Among the 204 polymorphic AFLP markers, only seven markers were not represented by the combined data core collection, thus, the 34 accessions covers 97% of the genetic variability of the 110 accessions.
Differences between the morphological variability, the molecular diversity of the entire collection (110 accessions) and the subset of the core collection (34 accessions) were found to be non-significant for all the morphological and molecular markers recorded indicating that the core of 34 accessions is well representative of the global diversity.
The combination of the morphological variability and the molecular diversity shows that the core of 34 accessions represents from 70 to 100% of the existing variability (110 accessions). Accordingly, the combination of morphological and molecular markers is an efficient tool for characterizing the apricot core collection and will be valid to distinguish other accessions which can be introduced into the collection with more than 70% of the entire collection diversity.

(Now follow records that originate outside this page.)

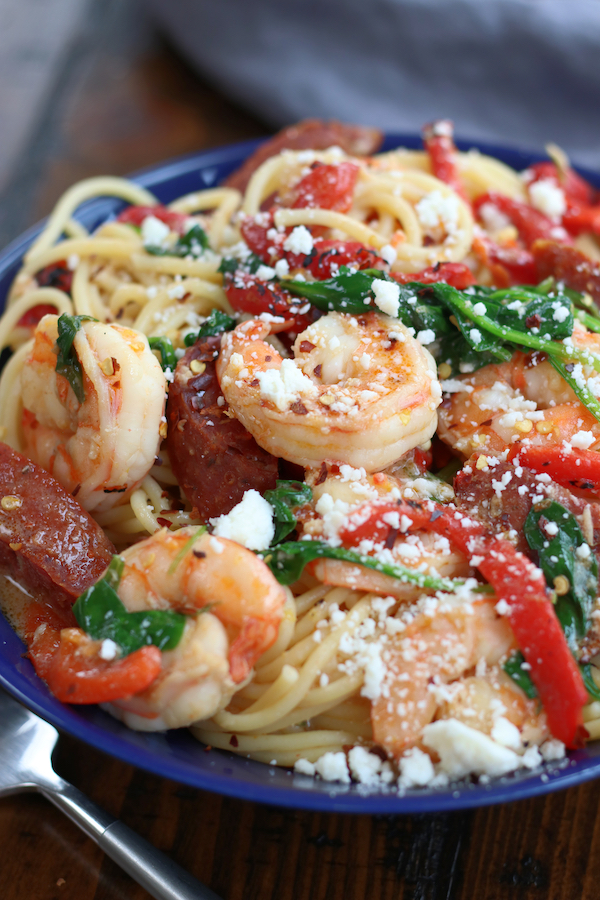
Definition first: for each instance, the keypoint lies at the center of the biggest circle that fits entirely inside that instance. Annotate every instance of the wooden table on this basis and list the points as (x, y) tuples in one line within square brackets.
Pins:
[(123, 101)]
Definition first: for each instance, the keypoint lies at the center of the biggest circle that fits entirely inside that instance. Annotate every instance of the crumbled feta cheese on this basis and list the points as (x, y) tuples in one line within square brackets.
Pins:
[(464, 750), (285, 385), (365, 766), (388, 254), (299, 241), (548, 197), (304, 767), (583, 440), (108, 649), (425, 337), (282, 268), (333, 767), (265, 273), (154, 232), (437, 211), (416, 769), (250, 523), (387, 296)]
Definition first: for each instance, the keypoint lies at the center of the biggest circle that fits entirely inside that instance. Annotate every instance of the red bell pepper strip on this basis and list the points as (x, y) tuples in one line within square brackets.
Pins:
[(247, 293), (567, 264), (438, 138), (516, 581), (509, 265), (571, 468), (326, 187), (456, 274), (135, 215), (577, 191), (70, 664), (531, 224)]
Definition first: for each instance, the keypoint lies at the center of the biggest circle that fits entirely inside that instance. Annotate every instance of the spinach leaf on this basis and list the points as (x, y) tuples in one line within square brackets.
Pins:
[(287, 562), (216, 323), (558, 557), (100, 612), (168, 360), (589, 681), (67, 363), (193, 243), (514, 667), (286, 496)]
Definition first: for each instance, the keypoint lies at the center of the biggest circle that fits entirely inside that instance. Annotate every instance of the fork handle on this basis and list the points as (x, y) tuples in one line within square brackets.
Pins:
[(159, 875)]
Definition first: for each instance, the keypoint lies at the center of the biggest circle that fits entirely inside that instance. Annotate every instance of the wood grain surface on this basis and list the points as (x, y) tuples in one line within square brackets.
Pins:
[(122, 100)]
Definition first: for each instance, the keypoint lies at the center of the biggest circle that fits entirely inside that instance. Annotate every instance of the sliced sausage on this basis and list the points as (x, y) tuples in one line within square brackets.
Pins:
[(501, 497), (48, 542), (310, 134), (213, 457)]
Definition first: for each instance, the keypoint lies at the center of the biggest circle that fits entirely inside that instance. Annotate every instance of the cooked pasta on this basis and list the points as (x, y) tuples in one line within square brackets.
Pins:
[(397, 633)]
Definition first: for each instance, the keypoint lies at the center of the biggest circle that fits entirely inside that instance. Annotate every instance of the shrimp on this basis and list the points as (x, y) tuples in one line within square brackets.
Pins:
[(438, 649), (99, 449), (345, 490), (241, 605), (522, 399), (359, 391)]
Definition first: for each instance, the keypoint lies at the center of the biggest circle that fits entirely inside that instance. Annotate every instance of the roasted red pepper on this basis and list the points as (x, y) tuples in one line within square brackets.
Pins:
[(456, 274), (326, 187), (572, 468), (531, 224), (70, 664), (516, 581)]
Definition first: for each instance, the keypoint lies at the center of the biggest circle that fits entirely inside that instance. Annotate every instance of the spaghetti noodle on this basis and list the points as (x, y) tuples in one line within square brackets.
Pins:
[(356, 660)]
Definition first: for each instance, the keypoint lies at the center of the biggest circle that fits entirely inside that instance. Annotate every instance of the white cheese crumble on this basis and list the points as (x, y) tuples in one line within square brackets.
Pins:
[(416, 769), (388, 254), (285, 385), (436, 211), (387, 296), (548, 197), (299, 241), (333, 767), (108, 650), (464, 750), (250, 523), (155, 232)]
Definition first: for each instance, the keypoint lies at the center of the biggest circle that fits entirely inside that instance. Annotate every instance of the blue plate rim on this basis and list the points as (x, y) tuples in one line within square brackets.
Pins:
[(267, 784)]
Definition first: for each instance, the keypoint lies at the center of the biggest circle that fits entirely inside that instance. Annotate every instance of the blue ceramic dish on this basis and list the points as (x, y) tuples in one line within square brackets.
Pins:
[(176, 754)]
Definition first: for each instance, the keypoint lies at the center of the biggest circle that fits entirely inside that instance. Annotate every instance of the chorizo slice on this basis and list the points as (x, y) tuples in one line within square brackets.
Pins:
[(569, 265), (48, 543), (213, 457), (310, 134), (501, 497)]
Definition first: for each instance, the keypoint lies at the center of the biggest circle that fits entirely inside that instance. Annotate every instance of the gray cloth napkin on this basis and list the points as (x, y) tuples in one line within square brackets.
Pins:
[(519, 72)]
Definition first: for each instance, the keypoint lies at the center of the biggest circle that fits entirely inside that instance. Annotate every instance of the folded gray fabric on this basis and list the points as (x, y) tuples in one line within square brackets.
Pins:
[(521, 72)]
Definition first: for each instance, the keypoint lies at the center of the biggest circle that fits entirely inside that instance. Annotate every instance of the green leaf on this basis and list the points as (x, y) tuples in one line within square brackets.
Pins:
[(589, 681), (168, 360), (557, 556), (67, 363), (216, 323), (286, 496), (101, 613), (193, 243), (514, 667), (287, 562)]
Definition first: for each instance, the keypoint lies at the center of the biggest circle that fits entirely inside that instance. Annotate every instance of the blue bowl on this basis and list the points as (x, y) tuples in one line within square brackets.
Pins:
[(176, 754)]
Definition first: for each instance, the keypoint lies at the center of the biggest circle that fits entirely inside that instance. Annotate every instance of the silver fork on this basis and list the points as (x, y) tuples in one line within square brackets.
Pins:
[(26, 745)]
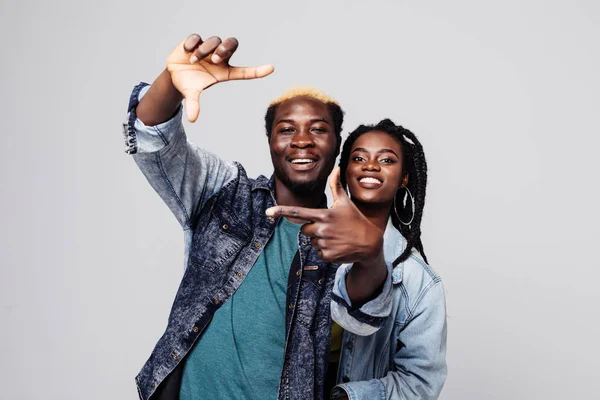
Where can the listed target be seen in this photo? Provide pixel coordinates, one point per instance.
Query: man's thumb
(338, 192)
(192, 104)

The elaborated core collection by the morphological characters showed that all the modalities of the qualitative variables are represented by the core set of 11 accessions at a level of 100% except for the characters TDFB (33%), FKB (75%), TGH (75%), LBAT (67%), LBIM (75%), FFS (50%); while for the quantitative traits; the representativeness is about 94%, 54%, 52%, 67%, 85%, 64%, 82% for FW, FSW, LBL, LPL, FLW/FVW, LBL/LBW and LPL/LBL, respectively (Table 3). Noteworthy that non-significant difference was observed for the qualitative characters even when values are less than 70% of the global variability. The set of 12 accessions is less representative of the global variability if we refer to these percentages of the interval of variance of each trait.

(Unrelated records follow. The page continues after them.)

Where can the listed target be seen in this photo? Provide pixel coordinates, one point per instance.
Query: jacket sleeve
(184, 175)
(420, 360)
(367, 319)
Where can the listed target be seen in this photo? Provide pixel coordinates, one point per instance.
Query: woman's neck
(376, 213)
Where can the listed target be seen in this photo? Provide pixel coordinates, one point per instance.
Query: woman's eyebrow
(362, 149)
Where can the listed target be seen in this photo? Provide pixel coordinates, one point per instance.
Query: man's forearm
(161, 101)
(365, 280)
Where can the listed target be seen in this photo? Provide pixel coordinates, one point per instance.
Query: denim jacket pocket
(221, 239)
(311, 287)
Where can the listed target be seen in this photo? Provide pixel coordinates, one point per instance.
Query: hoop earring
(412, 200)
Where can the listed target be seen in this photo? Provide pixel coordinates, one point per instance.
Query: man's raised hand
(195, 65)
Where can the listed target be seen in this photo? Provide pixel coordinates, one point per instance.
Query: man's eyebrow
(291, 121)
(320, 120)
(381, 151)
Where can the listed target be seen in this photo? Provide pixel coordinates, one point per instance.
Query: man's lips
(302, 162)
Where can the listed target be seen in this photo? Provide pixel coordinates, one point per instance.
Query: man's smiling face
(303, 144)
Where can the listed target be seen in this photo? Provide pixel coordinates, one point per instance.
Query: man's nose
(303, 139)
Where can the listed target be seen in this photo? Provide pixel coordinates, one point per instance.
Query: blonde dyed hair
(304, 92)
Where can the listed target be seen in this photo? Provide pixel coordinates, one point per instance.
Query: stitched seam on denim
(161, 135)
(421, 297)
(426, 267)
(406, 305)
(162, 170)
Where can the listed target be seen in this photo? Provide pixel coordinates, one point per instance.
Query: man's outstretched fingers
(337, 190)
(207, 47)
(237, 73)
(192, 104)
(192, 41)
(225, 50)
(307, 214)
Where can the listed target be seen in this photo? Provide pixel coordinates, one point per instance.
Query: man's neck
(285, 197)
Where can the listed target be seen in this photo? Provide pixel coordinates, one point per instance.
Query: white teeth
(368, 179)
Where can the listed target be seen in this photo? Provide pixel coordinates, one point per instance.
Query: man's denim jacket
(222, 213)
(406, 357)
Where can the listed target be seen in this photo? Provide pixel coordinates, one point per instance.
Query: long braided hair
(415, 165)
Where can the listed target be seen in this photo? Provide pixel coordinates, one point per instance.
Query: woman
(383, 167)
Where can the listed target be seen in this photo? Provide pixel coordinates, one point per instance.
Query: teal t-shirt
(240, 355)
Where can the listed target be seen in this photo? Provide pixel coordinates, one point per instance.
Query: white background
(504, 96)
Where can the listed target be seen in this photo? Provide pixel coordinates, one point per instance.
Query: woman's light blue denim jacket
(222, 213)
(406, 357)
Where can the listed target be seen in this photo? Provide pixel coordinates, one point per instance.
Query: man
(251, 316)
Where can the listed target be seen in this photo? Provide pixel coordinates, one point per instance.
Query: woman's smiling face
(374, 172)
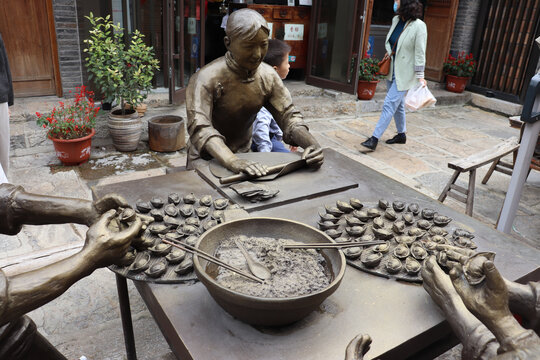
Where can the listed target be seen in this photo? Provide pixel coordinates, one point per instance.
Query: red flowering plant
(463, 65)
(368, 69)
(72, 119)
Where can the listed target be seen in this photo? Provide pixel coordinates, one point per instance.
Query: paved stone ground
(85, 320)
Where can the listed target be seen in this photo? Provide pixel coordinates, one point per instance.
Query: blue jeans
(277, 146)
(394, 105)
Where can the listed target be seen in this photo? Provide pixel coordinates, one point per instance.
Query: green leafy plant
(123, 70)
(463, 65)
(73, 119)
(369, 69)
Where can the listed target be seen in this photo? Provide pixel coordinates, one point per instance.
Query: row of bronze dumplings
(410, 234)
(181, 220)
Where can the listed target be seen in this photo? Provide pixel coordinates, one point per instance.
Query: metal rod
(333, 245)
(242, 176)
(125, 314)
(210, 258)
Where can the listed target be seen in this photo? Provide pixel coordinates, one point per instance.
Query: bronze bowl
(267, 311)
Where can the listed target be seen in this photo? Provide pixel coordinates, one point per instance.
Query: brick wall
(67, 36)
(465, 26)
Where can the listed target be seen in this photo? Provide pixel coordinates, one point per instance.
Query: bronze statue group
(223, 100)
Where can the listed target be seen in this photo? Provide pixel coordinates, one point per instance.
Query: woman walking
(406, 43)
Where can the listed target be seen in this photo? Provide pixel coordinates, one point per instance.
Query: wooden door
(335, 43)
(27, 28)
(439, 17)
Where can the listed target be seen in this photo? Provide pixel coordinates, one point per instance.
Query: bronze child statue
(223, 99)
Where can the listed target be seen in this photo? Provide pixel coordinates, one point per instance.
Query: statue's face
(249, 53)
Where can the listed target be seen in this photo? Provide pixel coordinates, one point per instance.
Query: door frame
(178, 96)
(54, 49)
(356, 43)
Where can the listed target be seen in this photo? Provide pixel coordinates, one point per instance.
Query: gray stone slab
(303, 183)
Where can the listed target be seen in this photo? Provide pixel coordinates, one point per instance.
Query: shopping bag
(418, 97)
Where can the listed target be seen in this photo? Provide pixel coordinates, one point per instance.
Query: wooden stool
(473, 162)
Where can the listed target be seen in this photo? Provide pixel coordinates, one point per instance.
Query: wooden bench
(473, 162)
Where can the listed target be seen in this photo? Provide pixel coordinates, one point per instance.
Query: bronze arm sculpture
(21, 293)
(223, 98)
(480, 314)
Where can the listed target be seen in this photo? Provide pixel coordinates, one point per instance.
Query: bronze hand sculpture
(21, 293)
(223, 99)
(479, 314)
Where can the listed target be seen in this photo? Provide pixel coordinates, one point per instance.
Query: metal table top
(401, 318)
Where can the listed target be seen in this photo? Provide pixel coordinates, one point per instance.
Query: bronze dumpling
(393, 265)
(185, 266)
(398, 206)
(202, 211)
(353, 252)
(383, 234)
(157, 269)
(333, 210)
(383, 204)
(355, 231)
(170, 210)
(428, 214)
(344, 206)
(206, 200)
(174, 198)
(412, 266)
(143, 206)
(160, 249)
(189, 199)
(156, 202)
(156, 214)
(355, 203)
(401, 251)
(390, 214)
(141, 263)
(370, 259)
(378, 223)
(353, 221)
(175, 256)
(221, 203)
(414, 208)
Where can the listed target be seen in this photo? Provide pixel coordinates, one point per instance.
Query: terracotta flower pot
(125, 130)
(74, 151)
(366, 89)
(456, 83)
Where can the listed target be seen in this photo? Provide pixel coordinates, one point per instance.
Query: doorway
(27, 28)
(335, 44)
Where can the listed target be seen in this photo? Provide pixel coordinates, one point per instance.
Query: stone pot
(125, 130)
(73, 151)
(366, 89)
(456, 83)
(166, 133)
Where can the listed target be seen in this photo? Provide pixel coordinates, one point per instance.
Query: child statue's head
(247, 38)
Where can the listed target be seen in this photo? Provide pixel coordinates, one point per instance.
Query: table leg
(125, 314)
(519, 175)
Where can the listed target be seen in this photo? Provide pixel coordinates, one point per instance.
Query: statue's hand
(488, 300)
(358, 347)
(106, 203)
(104, 246)
(249, 167)
(437, 284)
(314, 156)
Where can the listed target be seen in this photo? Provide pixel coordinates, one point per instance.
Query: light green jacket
(410, 57)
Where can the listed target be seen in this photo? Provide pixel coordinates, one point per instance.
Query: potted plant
(368, 78)
(458, 71)
(71, 127)
(123, 70)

When considering the AFLP core collection, we conclude that the 27 accessions enclosed 96% of the global genetic diversity and that only 9 markers were not represented by the core set. This difference is not significant showing that the core set of 27 accessions is an accurate representation of the molecular diversity of the 110 accessions.
The comparison of the three core collections showed that the core issued from the combination of the two cores from morphological and AFLP markers is the most efficient.

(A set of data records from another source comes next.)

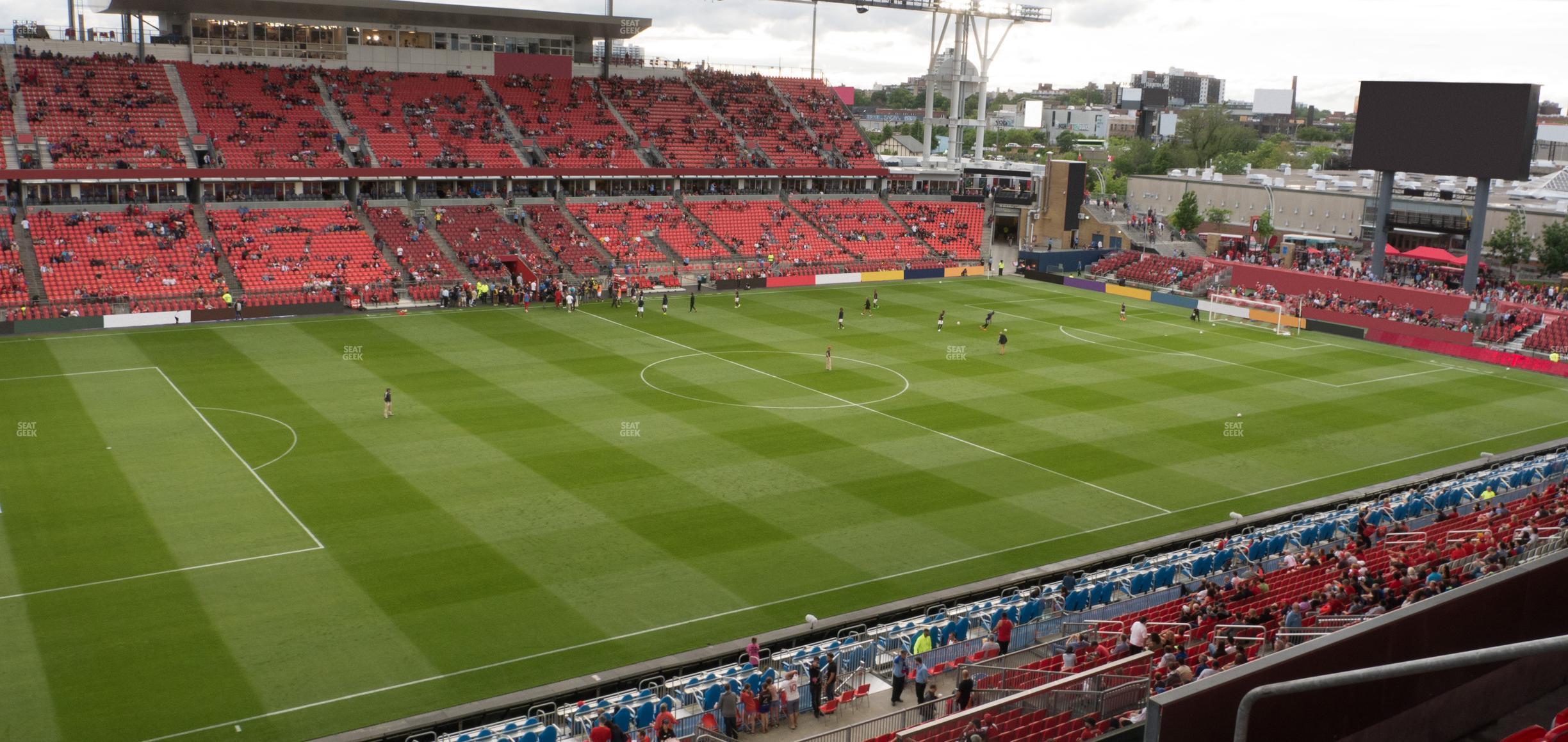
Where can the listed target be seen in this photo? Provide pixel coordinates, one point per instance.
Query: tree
(1211, 132)
(1314, 134)
(1186, 215)
(1512, 245)
(1555, 247)
(1264, 226)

On the other hand, sinceWard's minimum variance hierarchical clustering dendrogram was considered by Xiurong et al. (2000) as the most suitable for core selection when constructed with the same data base, we constructed a Ward's dedrogram. This resulted in the selection of a representative collection with 39 accessions among the 110 studied. Comparison of the two cores selected on the basis of morphological and molecular markers, using the Mstrat and Ward's methods shows a strong link between the two selected cores with almost 60% of similarity (results not shown).